CERITA BERSAMBUNG
STORY LOVE SPESIAL
SPRING IN LONDON SERIES
BY ILANA TAN
SEMUA SERIES
“SUDAH berapa lama?” tanya Chris kepada Julie.
Julie mengangkat bahu. “Tiga minggu? Sekitar itulah.”
Mereka berdua duduk berhadapan di meja dapur dengan cangkir di tangan. Julie menyesap kopi paginya seperti biasa sementara Chris menggenggam secangkir teh Earl Grey.
“Dia benar-benar sudah berubah, bukan?” tanya Chris lagi.
“Dia tidak gila kerja seperti dulu,” kata Julie sambil mengangguk. “Jadwal kerjanya juga tidak sepadat dulu.”
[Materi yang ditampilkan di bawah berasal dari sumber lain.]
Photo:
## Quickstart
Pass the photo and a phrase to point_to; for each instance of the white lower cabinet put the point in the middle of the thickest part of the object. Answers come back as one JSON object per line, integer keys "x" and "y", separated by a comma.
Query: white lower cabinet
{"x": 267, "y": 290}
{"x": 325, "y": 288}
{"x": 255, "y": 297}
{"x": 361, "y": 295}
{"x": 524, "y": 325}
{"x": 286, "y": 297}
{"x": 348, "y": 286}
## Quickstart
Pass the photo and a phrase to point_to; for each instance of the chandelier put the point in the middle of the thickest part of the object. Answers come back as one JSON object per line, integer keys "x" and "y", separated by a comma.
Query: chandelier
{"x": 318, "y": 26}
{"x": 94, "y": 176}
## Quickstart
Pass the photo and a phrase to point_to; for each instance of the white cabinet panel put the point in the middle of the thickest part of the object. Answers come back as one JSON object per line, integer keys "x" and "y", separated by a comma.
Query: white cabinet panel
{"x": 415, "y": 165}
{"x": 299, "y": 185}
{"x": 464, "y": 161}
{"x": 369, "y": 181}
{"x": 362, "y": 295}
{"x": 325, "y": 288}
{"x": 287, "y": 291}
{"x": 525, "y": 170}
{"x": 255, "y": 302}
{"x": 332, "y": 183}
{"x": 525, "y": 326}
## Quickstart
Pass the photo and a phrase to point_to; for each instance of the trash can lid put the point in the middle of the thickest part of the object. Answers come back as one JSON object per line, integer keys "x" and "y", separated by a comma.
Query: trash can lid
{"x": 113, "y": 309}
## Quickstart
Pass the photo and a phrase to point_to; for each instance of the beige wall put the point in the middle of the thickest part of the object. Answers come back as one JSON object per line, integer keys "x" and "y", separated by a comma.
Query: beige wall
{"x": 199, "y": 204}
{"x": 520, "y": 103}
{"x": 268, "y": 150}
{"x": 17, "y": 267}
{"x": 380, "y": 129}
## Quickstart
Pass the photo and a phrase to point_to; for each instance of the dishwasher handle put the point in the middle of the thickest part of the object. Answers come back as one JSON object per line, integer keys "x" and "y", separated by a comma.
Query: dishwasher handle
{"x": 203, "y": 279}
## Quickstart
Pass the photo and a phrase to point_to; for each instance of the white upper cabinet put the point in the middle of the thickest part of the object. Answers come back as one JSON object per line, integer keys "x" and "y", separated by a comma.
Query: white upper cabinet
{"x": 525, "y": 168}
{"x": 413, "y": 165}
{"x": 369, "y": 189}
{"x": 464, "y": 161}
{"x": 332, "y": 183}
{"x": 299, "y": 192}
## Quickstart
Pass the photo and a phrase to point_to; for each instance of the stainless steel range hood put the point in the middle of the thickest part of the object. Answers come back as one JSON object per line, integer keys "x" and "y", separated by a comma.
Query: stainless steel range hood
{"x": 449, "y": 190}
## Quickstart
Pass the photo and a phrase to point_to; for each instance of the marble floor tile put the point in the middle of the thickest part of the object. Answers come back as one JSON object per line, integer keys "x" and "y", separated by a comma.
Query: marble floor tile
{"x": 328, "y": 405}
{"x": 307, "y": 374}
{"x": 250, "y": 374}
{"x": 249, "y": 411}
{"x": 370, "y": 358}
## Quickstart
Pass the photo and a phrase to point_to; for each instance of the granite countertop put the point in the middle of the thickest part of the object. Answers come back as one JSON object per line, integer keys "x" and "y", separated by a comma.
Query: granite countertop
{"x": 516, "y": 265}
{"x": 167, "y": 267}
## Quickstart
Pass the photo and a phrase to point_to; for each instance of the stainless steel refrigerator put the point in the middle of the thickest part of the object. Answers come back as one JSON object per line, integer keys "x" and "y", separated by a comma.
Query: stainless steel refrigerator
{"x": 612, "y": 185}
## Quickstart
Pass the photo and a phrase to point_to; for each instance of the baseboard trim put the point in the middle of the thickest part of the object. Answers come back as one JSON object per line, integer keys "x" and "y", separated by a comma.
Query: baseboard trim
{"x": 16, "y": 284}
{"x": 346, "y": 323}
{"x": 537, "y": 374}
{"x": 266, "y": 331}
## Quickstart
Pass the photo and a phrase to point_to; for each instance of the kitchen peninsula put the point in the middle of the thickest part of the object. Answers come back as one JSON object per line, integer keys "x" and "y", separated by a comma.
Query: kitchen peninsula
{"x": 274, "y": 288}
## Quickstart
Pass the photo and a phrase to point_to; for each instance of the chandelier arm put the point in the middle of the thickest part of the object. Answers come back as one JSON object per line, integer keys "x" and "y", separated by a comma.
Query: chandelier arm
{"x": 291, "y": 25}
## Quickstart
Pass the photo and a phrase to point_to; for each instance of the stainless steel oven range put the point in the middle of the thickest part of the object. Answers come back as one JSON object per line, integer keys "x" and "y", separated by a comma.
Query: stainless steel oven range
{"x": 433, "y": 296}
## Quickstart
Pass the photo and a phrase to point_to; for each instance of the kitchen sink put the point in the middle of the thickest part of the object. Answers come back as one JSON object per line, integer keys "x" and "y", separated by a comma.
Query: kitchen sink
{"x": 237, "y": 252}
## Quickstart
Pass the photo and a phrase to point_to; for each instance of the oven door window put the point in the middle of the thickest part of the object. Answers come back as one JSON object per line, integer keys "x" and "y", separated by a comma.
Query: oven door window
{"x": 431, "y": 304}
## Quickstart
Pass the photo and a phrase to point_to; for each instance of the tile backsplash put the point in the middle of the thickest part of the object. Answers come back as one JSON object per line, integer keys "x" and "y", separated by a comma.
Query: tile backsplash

“Dan dia makan dengan teratur. Biasnaya dia bahkan hampir tidak pernah... oh, aku tidak mau memikirkan dia dulu yang jarak makan,” kata Chris gemetar, lalu menyesap tehnya. “Aku jadi ingin bertemu dengan orang bernama Danny Jo itu.”
Julie merenung. “Kurasa mereka berdua...” Ia berhenti sejenak, lalu menatap Chris. “Chris, mungkinkah dia menyukai laki-laki itu? Bagaimanapun juga, mereka masih berhubungan walaupun syuting video musik itu sudah selesai.”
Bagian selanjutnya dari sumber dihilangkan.